Due to the COVID-19 measures some individuals are performing their regular work at home which may be in another canton compared to their usual place of work at the premises their employer. Similarly, employees may work in Switzerland as there are unable to travel to another country or vice versa.

Already based on domestic rules it is questionable whether the temporary restrictions put in place under the COVID-19 measures suffice to impact the tax residency of Swiss individuals. In an inter-cantonal context this is not an issue as employees are already working from their canton of residence. For individuals performing a self-employed activity (e.g., through a partnership) are also not expected to be impacted by COVID-19 measures.

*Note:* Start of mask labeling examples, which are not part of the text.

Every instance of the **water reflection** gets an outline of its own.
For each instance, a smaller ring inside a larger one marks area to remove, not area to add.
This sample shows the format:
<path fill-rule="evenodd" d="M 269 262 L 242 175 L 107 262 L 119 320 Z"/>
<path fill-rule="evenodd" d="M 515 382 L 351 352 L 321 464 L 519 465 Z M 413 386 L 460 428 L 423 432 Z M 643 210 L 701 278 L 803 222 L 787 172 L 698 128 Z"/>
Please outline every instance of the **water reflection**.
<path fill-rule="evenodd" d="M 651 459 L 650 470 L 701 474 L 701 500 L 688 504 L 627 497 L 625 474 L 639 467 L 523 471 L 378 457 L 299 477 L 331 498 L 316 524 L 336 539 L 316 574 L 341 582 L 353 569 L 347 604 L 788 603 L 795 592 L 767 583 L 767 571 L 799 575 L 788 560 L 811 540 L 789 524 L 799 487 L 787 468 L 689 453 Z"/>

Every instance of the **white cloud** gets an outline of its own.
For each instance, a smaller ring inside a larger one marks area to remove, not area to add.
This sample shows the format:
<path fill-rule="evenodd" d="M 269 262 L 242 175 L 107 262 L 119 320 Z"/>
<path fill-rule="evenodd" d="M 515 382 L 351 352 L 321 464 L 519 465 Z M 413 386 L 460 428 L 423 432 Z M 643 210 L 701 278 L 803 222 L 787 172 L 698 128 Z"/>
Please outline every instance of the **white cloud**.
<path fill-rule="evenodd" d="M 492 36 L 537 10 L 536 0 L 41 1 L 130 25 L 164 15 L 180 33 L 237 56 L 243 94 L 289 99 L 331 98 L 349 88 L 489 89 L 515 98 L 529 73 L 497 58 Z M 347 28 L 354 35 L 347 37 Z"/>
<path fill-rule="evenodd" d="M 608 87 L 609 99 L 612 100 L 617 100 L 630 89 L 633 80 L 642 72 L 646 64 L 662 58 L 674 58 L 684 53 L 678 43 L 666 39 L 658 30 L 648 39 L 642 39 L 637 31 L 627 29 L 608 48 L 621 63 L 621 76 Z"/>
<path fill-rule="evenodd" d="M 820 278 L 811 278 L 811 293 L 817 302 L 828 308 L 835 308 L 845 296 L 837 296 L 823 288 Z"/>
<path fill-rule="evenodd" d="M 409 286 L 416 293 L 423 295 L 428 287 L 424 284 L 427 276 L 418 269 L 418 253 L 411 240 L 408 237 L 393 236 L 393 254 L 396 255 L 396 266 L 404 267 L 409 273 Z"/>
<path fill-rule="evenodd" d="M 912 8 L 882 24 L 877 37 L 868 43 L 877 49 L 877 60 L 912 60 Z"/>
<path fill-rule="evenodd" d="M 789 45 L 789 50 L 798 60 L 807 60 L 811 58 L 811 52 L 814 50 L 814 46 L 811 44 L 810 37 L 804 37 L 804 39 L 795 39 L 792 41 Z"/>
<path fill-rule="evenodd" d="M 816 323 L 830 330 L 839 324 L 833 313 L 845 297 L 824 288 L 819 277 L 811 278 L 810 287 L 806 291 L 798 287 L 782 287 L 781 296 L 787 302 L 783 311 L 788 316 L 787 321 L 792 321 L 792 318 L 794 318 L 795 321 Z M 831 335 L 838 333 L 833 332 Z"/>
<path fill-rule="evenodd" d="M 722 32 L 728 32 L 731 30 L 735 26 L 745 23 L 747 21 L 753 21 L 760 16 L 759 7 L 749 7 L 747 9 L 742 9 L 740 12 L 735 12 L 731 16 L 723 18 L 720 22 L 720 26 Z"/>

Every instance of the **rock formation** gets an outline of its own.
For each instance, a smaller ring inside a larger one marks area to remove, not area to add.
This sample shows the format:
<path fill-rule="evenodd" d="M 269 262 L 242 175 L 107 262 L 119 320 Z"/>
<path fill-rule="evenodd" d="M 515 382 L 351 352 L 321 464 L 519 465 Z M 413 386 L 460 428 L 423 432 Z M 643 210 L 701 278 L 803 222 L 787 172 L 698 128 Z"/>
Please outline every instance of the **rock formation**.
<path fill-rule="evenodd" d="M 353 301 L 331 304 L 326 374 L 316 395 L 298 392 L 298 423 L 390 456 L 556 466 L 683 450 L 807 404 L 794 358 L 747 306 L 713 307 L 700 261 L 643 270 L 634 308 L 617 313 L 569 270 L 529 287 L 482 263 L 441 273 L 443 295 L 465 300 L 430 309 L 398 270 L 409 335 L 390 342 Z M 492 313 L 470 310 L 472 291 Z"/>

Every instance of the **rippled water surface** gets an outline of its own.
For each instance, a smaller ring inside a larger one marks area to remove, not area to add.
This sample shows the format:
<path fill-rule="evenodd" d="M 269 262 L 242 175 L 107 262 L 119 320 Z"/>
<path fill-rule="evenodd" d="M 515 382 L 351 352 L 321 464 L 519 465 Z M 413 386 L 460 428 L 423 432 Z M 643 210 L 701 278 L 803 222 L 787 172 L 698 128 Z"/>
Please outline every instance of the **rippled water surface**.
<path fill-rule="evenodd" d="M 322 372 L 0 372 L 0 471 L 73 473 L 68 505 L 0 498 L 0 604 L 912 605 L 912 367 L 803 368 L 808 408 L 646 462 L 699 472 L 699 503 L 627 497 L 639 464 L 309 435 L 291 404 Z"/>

From an international tax perspective, the right of taxation under tax residency in favour of Switzerland may be superseded by the taxation right in another state as such secondary residence may take precedence over the tax liability in Switzerland in accordance with an applicable double tax treaty concluded between this other state and Switzerland. In case of dual tax residency, almost all of Switzerland’s tax treaties contain the standard tie-breaker in favour of the centre of main interests. As such it is difficult to see that COVID-19 measures would in fact have an impact on the tax residency of individuals. This is in line with the OECD guidance which, as stated above, suggests that measures enacted by governments should not impact the tax residency of individuals under the tie-breaker of the OECD Model Convention. As treaty rules take precedence over domestic rules, this would even apply if an individual would breach some of the time limits or thresholds provided for under domestic law.

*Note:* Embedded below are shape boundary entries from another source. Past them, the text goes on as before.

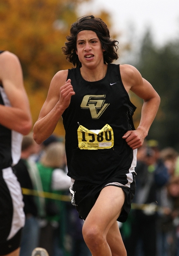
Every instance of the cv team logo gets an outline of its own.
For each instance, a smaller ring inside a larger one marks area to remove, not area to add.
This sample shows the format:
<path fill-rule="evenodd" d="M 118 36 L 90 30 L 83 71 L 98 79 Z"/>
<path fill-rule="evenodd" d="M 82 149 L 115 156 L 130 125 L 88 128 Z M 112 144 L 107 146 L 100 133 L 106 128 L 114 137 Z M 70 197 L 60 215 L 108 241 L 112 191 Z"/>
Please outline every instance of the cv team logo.
<path fill-rule="evenodd" d="M 81 107 L 81 108 L 89 108 L 92 119 L 98 119 L 108 107 L 109 103 L 105 103 L 105 94 L 103 95 L 85 95 Z"/>

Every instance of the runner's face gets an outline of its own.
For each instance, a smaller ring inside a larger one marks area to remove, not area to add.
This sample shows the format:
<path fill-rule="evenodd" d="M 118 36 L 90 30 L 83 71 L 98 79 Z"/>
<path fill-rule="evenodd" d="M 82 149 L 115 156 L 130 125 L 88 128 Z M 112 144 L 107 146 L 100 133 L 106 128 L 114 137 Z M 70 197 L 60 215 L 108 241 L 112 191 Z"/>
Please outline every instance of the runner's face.
<path fill-rule="evenodd" d="M 82 66 L 92 67 L 104 63 L 101 43 L 96 33 L 91 30 L 83 30 L 77 35 L 77 50 Z"/>

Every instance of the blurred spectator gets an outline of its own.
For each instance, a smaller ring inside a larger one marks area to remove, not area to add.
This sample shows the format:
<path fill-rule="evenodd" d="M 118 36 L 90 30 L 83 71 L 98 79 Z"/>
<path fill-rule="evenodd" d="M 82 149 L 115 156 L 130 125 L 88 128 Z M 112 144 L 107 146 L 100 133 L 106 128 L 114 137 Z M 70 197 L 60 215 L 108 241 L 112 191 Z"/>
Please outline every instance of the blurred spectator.
<path fill-rule="evenodd" d="M 30 159 L 35 162 L 38 162 L 45 153 L 45 148 L 48 146 L 50 145 L 51 143 L 59 141 L 60 139 L 57 136 L 54 134 L 51 134 L 41 144 L 38 144 L 35 143 L 35 151 L 30 156 Z"/>
<path fill-rule="evenodd" d="M 22 188 L 42 190 L 38 170 L 35 163 L 28 160 L 35 151 L 35 144 L 31 134 L 24 136 L 21 158 L 14 169 Z M 37 200 L 39 201 L 37 202 Z M 43 207 L 43 200 L 33 196 L 23 195 L 26 222 L 22 231 L 20 256 L 31 256 L 32 250 L 38 245 L 39 226 L 37 217 L 43 213 L 40 213 L 40 209 L 38 211 L 37 206 Z M 42 208 L 41 210 L 43 210 Z"/>
<path fill-rule="evenodd" d="M 47 146 L 37 163 L 44 192 L 61 194 L 63 190 L 69 190 L 71 178 L 63 169 L 65 162 L 63 143 L 53 142 Z M 64 204 L 49 198 L 45 199 L 45 203 L 46 215 L 41 223 L 39 246 L 46 249 L 49 256 L 61 256 L 63 241 L 60 242 L 60 224 Z"/>
<path fill-rule="evenodd" d="M 179 256 L 179 176 L 171 176 L 162 191 L 163 214 L 159 227 L 159 256 Z"/>
<path fill-rule="evenodd" d="M 128 256 L 156 255 L 158 216 L 155 207 L 159 205 L 161 188 L 169 178 L 167 169 L 159 158 L 157 142 L 148 141 L 145 149 L 143 158 L 138 158 L 135 168 L 137 188 L 133 202 L 149 205 L 131 211 L 131 234 L 124 241 Z"/>

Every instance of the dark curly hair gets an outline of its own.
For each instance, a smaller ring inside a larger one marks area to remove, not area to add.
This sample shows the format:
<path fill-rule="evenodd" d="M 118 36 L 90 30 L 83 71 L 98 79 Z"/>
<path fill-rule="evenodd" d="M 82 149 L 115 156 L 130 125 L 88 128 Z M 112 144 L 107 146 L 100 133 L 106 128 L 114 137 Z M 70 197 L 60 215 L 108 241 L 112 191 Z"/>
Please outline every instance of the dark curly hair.
<path fill-rule="evenodd" d="M 85 16 L 79 18 L 77 21 L 72 24 L 70 29 L 70 35 L 67 36 L 68 42 L 65 43 L 65 46 L 62 48 L 66 58 L 74 66 L 81 67 L 81 63 L 76 53 L 77 50 L 77 37 L 79 32 L 82 30 L 89 30 L 95 32 L 101 43 L 102 48 L 105 50 L 103 54 L 104 63 L 111 63 L 117 60 L 117 53 L 118 42 L 110 39 L 109 30 L 106 24 L 99 18 L 94 18 L 93 15 Z"/>

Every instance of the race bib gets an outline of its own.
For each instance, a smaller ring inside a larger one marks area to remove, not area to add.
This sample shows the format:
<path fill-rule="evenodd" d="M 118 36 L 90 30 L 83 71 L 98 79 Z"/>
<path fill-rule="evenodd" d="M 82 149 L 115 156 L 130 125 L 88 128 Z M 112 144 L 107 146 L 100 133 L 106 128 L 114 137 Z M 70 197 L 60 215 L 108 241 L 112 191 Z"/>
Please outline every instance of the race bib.
<path fill-rule="evenodd" d="M 113 131 L 108 124 L 100 130 L 91 130 L 80 125 L 77 133 L 80 149 L 104 149 L 111 148 L 114 146 Z"/>

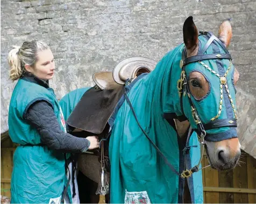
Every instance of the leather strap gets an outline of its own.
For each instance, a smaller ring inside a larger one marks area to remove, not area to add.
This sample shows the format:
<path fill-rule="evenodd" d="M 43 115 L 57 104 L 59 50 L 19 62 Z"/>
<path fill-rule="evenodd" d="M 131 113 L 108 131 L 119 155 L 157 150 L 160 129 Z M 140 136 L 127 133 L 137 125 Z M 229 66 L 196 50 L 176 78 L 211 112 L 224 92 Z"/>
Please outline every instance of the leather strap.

Residence status of individuals

With respect to individuals which may not work abroad or vice versa, Swiss tax authorities are yet to take a position on whether this can impact the allocation rights under double tax treaties. Obviously, the allocation of tax revenues may change especially for regular employment performed in Switzerland or another country under the 183-day-rule if for instance Switzerland would take the position, that work performed in Switzerland during a lockdown would attract taxation right under these rules. The fact that a non-resident needs to temporarily stay in Switzerland for a few months due to COVID-19 measures should not result in a change allocation rights, as the individual typically will involuntarily be in this position. Again this is supported by the OECD approach which asks countries to consider the unnecessary compliance burden which may fall on individuals due to COVID-19 measures especially given that such burden would likely relate to a one-time event.

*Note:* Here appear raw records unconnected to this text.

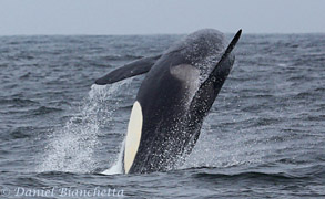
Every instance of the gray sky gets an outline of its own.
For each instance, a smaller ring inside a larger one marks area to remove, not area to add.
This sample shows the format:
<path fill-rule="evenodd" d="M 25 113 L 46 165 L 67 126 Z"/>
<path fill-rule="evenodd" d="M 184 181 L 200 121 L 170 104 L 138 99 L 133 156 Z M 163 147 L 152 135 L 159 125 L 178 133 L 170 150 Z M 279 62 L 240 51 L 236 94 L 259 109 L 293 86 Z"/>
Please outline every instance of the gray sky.
<path fill-rule="evenodd" d="M 325 32 L 325 0 L 0 0 L 0 35 Z"/>

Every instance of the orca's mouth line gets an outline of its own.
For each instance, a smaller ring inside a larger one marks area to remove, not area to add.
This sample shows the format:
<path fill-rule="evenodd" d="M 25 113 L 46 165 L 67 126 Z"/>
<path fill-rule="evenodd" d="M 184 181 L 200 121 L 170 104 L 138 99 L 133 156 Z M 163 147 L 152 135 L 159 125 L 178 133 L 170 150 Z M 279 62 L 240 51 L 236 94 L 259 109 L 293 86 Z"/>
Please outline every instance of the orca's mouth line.
<path fill-rule="evenodd" d="M 231 41 L 231 43 L 228 44 L 228 46 L 224 51 L 223 55 L 221 56 L 220 61 L 216 63 L 214 70 L 211 72 L 210 75 L 213 75 L 217 70 L 217 66 L 221 65 L 221 63 L 224 62 L 226 60 L 226 57 L 231 54 L 231 52 L 233 51 L 233 49 L 237 44 L 241 35 L 242 35 L 242 29 L 240 29 L 237 31 L 237 33 L 235 34 L 235 36 L 233 38 L 233 40 Z"/>

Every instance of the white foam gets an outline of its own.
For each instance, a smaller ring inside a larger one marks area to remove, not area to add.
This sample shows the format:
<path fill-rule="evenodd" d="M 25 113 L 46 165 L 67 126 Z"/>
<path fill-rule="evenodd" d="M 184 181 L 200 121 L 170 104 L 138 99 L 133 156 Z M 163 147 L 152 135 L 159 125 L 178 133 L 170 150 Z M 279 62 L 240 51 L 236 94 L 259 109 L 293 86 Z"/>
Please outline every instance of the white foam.
<path fill-rule="evenodd" d="M 37 171 L 90 172 L 99 167 L 97 151 L 101 142 L 101 125 L 112 121 L 116 109 L 118 91 L 131 81 L 122 81 L 112 85 L 92 85 L 89 96 L 84 98 L 79 111 L 63 125 L 54 129 L 48 137 L 44 153 L 41 154 Z M 73 109 L 73 107 L 72 107 Z"/>

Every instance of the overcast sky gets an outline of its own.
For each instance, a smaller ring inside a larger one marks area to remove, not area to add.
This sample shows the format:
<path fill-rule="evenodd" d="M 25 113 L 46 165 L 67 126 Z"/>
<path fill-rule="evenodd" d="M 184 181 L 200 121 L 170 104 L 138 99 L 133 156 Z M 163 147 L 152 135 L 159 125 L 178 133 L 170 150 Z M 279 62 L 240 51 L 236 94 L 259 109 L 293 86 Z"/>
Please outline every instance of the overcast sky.
<path fill-rule="evenodd" d="M 0 35 L 325 32 L 325 0 L 0 0 Z"/>

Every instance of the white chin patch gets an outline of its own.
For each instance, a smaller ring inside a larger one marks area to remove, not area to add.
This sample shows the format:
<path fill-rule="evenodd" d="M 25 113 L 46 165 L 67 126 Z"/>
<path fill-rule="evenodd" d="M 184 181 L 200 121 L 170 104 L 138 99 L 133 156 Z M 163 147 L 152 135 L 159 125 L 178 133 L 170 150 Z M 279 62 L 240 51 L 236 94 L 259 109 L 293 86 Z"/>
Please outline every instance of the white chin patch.
<path fill-rule="evenodd" d="M 128 135 L 125 140 L 125 149 L 124 149 L 124 170 L 125 174 L 129 174 L 129 170 L 134 161 L 140 139 L 142 133 L 142 109 L 140 103 L 136 101 L 133 104 L 133 108 L 130 116 L 130 122 L 128 126 Z"/>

It would be welcome if the Swiss tax authorities issue guidance on their position in this matter. However, based on the above considerations, change of work environment solely due to COVID-19 measures should not have a substantial impact on tax residency from a Swiss law perspective. Finally, where Switzerland or other jurisdictions would claim tax residency because, for instance, an individual already worked remotely before the enactment of COVID-19 measures, such position would in our view not be connected with COVID-19 measures but with the fact that tax residency of such individual should have been assessed differently already beforehand.